Let’s have a look at the structure of the list with the str function:
str(models[[1]][1:5], max.level = 2)
The structure of this object, just like the marker genes, is a list of lists. Each sublist provides models that can be used to classify a cell between one of two classes, and we have models that differentiate all possible classes at each level of the celltype hierarchy (equal_tree). It also contains information on how to transform data we want to classify to be in the same PC-space as the models we just created. We’ll use all these models in the next step, to classify cells to specific celltypes.

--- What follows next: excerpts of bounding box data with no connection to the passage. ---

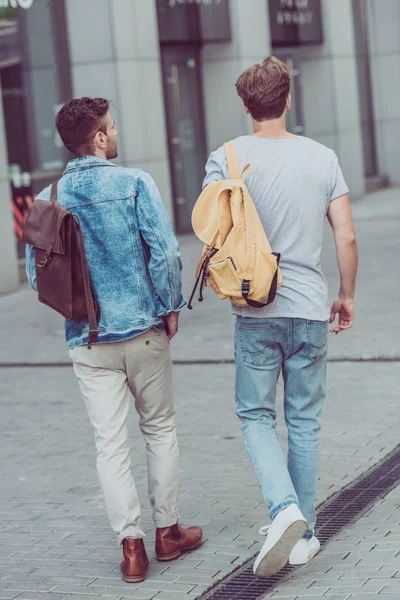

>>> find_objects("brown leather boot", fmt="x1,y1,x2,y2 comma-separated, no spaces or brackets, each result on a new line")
156,523,203,561
121,538,149,583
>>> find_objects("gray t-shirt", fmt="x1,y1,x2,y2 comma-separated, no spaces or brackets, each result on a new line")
203,135,349,321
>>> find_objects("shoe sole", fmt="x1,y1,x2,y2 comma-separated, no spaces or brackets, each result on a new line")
122,561,150,583
156,540,203,562
123,575,145,583
289,548,321,565
254,520,307,577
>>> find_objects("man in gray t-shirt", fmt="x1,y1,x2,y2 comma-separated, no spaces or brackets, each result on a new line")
204,57,357,576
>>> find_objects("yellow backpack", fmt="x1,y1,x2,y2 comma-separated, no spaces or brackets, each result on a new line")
188,141,282,310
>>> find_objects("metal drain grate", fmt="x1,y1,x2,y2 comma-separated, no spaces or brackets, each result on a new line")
201,446,400,600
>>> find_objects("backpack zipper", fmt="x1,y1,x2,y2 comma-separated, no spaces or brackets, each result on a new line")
209,256,237,271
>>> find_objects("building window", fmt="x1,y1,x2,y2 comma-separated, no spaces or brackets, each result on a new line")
0,0,71,258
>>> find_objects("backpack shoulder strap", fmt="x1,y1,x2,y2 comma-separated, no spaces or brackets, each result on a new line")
50,180,58,204
224,140,242,179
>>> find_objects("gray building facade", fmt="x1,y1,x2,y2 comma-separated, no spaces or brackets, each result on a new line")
0,0,400,293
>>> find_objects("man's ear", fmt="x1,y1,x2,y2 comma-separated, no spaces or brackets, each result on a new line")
94,131,107,150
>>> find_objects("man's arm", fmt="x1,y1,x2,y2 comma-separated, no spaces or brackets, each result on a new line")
328,194,358,333
136,173,186,339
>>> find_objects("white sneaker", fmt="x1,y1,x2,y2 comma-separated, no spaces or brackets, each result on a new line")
289,535,321,565
253,504,308,577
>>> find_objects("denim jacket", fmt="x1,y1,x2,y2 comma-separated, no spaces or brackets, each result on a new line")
26,156,185,348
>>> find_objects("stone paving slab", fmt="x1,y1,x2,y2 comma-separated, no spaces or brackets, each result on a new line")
265,487,400,600
0,363,400,600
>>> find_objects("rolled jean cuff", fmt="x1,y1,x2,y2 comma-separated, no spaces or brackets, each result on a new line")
153,512,179,528
269,500,298,519
117,527,146,546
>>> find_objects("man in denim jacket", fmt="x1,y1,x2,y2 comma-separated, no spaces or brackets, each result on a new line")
26,98,202,582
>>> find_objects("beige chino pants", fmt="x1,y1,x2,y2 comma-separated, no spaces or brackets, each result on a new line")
69,329,179,544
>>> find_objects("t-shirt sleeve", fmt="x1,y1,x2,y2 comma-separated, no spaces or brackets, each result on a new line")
203,146,228,189
329,153,349,202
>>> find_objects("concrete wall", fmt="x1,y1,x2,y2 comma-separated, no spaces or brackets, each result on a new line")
366,0,400,185
282,0,365,197
66,0,173,219
202,0,270,157
0,75,19,294
203,0,366,197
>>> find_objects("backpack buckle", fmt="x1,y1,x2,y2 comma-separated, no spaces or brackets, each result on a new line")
36,254,53,269
242,279,250,298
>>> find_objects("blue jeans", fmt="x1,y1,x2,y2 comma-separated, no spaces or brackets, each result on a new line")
235,317,328,537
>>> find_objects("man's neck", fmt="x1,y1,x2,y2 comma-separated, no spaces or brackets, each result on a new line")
252,116,296,140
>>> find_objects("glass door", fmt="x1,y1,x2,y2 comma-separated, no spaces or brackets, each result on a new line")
161,44,206,233
273,48,304,135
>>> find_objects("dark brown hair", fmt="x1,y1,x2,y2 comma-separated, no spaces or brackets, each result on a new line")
56,97,110,156
236,56,290,121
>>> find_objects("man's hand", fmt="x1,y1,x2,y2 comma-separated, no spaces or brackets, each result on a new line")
329,296,354,334
164,312,179,340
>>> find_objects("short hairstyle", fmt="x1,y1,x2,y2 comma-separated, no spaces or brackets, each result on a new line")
56,97,110,156
236,56,290,121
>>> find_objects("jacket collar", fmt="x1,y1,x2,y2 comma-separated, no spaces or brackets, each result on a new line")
64,156,117,175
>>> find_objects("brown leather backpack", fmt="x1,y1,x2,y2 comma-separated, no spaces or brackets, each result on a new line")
22,182,100,344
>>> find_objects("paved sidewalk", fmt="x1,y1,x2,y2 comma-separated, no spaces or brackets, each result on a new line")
0,363,398,600
265,488,400,600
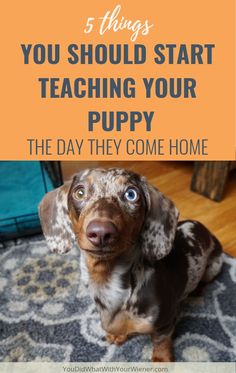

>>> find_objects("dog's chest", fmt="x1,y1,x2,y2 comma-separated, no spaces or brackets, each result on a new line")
89,268,132,314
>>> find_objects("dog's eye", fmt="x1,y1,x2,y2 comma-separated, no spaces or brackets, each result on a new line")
124,188,138,202
73,185,85,200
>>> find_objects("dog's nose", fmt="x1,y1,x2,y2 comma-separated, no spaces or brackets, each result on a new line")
86,220,118,247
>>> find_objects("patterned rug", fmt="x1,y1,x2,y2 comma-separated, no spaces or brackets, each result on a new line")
0,236,236,362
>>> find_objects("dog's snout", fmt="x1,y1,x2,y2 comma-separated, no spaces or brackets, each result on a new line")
86,220,118,247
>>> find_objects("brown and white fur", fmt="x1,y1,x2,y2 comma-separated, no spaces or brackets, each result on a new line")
39,168,222,361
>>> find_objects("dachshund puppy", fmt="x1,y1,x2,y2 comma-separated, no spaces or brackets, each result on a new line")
39,168,222,362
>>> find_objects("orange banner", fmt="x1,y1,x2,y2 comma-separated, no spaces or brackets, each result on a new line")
0,0,235,160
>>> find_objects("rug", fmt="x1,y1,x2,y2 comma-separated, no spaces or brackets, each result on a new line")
0,236,236,362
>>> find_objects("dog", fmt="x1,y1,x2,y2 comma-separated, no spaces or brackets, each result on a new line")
39,168,222,362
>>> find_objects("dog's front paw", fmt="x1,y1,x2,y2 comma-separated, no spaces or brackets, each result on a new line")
106,334,127,346
152,337,174,363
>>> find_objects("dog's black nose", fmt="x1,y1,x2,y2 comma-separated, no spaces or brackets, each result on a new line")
86,220,118,247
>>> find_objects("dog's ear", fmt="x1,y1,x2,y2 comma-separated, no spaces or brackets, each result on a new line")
39,182,74,254
142,179,179,260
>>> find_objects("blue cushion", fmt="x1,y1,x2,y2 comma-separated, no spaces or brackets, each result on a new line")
0,161,53,234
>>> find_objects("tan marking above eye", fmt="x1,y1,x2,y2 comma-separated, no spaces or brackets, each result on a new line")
72,185,85,200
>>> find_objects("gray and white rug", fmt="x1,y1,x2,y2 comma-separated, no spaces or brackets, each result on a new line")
0,236,236,362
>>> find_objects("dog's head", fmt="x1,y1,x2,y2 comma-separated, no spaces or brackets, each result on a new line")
39,168,178,259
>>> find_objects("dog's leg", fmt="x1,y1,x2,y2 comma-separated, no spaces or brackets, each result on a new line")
106,334,128,346
201,236,223,283
152,335,173,362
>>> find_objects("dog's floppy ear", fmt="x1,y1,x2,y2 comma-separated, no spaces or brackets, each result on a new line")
142,179,179,260
39,182,74,254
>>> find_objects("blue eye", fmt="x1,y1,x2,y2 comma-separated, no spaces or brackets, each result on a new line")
124,188,138,202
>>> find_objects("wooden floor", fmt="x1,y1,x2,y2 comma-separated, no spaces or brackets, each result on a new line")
62,161,236,257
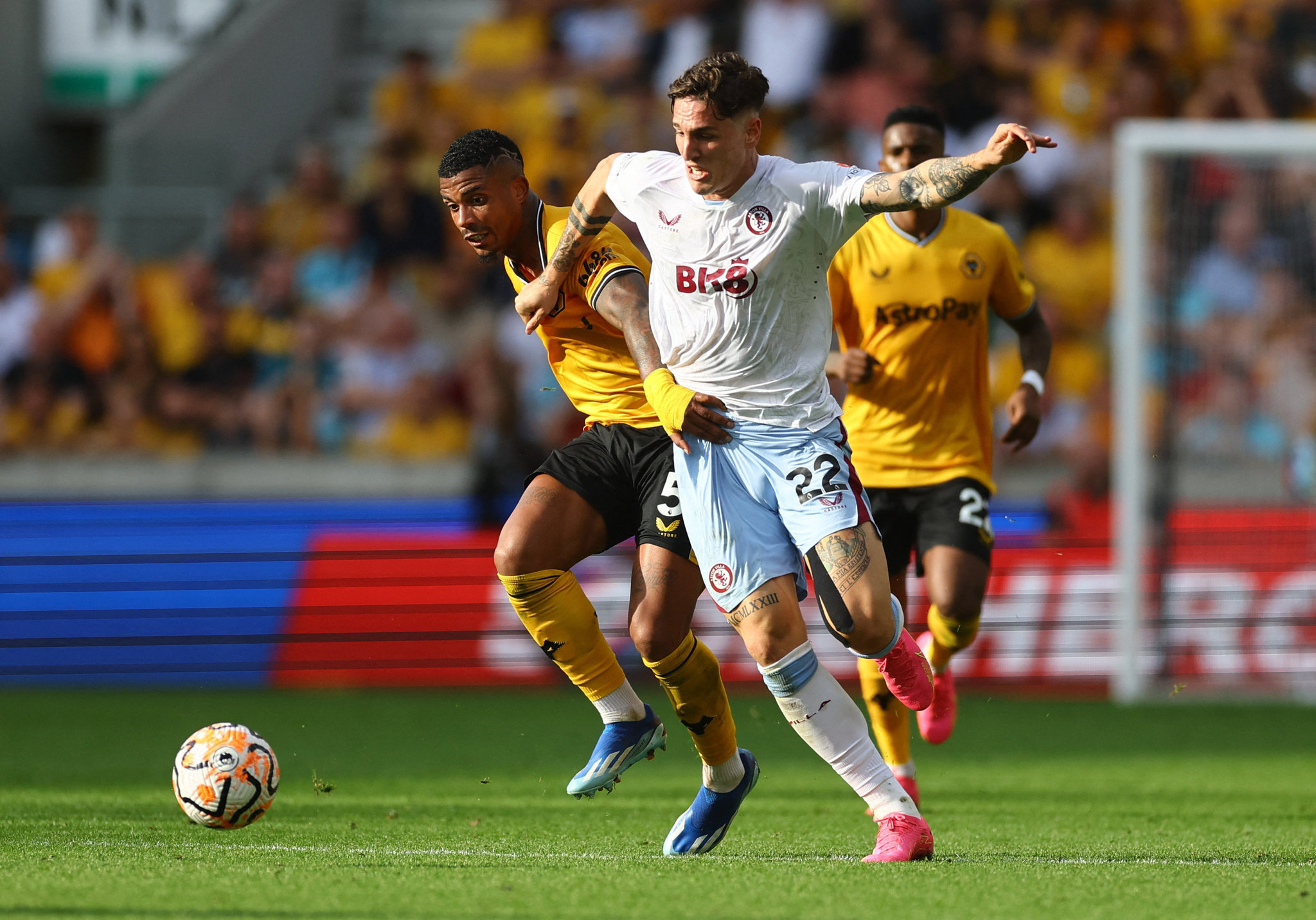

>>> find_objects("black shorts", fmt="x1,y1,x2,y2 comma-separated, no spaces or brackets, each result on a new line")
525,424,693,560
865,477,995,578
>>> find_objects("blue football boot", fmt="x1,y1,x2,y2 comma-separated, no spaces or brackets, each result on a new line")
567,703,667,799
662,748,758,856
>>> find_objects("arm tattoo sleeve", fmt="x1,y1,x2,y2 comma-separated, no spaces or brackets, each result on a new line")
595,271,662,379
859,157,991,215
549,195,612,272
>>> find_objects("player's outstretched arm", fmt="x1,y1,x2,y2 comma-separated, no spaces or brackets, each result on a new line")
1000,306,1051,454
595,271,736,454
859,124,1055,215
516,154,621,334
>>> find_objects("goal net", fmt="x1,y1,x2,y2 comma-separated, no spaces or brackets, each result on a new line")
1111,121,1316,700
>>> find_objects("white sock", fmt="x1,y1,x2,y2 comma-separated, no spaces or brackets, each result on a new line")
594,680,645,725
704,750,745,792
758,642,919,818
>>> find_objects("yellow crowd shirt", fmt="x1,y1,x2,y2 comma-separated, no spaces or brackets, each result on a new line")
502,201,659,428
828,208,1035,490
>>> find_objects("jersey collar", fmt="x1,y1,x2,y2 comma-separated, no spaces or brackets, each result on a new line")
682,154,767,211
882,208,948,249
502,199,549,285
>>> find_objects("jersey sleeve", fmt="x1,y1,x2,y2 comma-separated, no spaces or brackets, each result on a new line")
795,162,876,250
544,220,649,309
826,240,863,351
990,226,1037,320
604,150,673,220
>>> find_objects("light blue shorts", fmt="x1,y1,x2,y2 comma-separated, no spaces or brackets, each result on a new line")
674,418,873,612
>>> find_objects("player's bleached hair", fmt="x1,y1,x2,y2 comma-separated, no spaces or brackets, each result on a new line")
438,128,525,179
667,51,767,118
882,105,947,137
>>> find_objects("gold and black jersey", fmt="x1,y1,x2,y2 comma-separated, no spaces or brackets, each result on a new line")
828,208,1035,488
502,201,659,428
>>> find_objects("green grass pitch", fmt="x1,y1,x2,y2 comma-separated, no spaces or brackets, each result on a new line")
0,688,1316,920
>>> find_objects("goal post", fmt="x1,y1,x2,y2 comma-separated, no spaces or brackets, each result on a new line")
1111,118,1316,702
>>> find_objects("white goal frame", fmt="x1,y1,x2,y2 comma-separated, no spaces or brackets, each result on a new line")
1111,118,1316,703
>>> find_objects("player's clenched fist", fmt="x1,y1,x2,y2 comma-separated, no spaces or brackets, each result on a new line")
978,123,1055,168
645,367,736,454
1000,383,1042,454
516,281,559,335
826,349,878,384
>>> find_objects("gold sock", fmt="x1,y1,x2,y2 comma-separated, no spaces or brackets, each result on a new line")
859,658,913,767
645,633,736,765
499,569,627,703
928,604,982,674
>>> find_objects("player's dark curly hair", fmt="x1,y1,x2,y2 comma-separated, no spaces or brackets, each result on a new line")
882,105,947,137
667,51,767,118
438,128,525,179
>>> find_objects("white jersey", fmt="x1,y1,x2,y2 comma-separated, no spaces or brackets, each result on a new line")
607,152,873,430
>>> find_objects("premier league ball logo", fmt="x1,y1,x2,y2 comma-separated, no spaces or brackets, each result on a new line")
708,562,734,594
745,204,772,237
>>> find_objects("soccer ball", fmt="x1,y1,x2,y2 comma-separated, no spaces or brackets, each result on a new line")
173,723,279,831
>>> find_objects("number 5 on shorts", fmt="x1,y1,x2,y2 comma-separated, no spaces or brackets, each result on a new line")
658,472,680,517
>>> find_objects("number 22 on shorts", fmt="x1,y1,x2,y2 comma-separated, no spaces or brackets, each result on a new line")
786,454,846,504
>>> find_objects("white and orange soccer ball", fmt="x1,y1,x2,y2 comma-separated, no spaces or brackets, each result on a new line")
173,723,279,831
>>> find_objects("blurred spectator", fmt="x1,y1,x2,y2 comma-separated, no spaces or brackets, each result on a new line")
0,196,31,283
1033,8,1111,139
457,0,551,89
334,263,443,449
33,208,137,378
157,305,253,448
741,0,826,109
1178,196,1281,329
1179,364,1285,459
374,48,451,146
831,17,932,150
358,138,445,262
555,0,643,88
0,254,40,379
646,0,729,98
983,0,1066,74
213,199,266,308
375,374,471,461
1183,35,1307,118
521,96,598,207
137,252,208,373
1022,186,1115,335
947,80,1079,200
298,204,369,320
262,143,338,255
932,9,996,136
1270,0,1316,105
245,254,318,450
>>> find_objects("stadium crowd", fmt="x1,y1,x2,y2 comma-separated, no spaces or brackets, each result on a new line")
0,0,1316,497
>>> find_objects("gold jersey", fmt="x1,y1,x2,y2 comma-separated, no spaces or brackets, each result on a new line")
502,201,661,428
828,208,1035,491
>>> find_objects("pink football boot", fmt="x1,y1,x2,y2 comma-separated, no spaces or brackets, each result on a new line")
863,813,932,862
878,629,932,712
916,633,959,747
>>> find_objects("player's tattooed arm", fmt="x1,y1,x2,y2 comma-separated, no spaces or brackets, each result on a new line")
516,154,620,334
594,271,662,380
815,528,873,594
859,124,1055,215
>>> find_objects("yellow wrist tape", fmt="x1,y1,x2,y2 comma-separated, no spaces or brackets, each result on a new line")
645,367,695,433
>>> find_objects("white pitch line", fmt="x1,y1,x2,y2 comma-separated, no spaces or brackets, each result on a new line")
18,840,1316,866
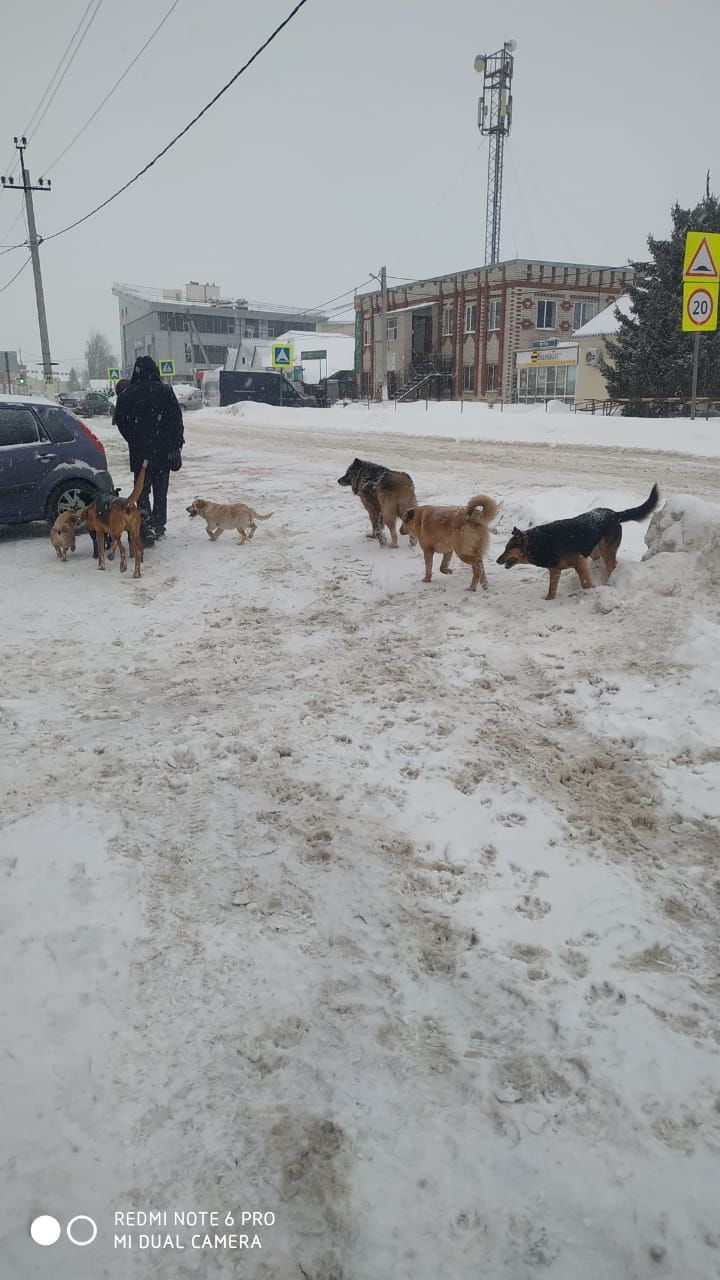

To classify cells to previously defined celltypes, we’ll use the Classify function and will need to enter the following:
Our dataset with raw (not normalized/processed) GE values of cells we want to classify (bpcells_query)
The list of models produced by GetModels (models)
The tree we created (tree_struc)
And we can optionally set the parameter prop_max_threshold, which allows us to set the confidence threshold we need to have in order to classify a cell.
The output is a vector giving the celltype classifications for each cell in the query dataset.
query_classifications = Classify(bpcells_query = test_ex_data_bpcells,models = models,tree_struc = equal_tree)
Awesome! Now we have a vector of classifications, formatted so the name of each element is the cell label and the value is the classification of that cell. Let’s view the first few elements.
head(query_classifications)
We can view the number of classifications to each type using the table function.
table(query_classifications)
We’ll see that one cell has the classification “Rootnode”. This indicates that there wasn’t enough evidence to properly classify the cell. If we used a custom hierarchy, classification occurs at each level of the hierarchy, and stops at a given level of the tree if there’s not enough evidence to continue.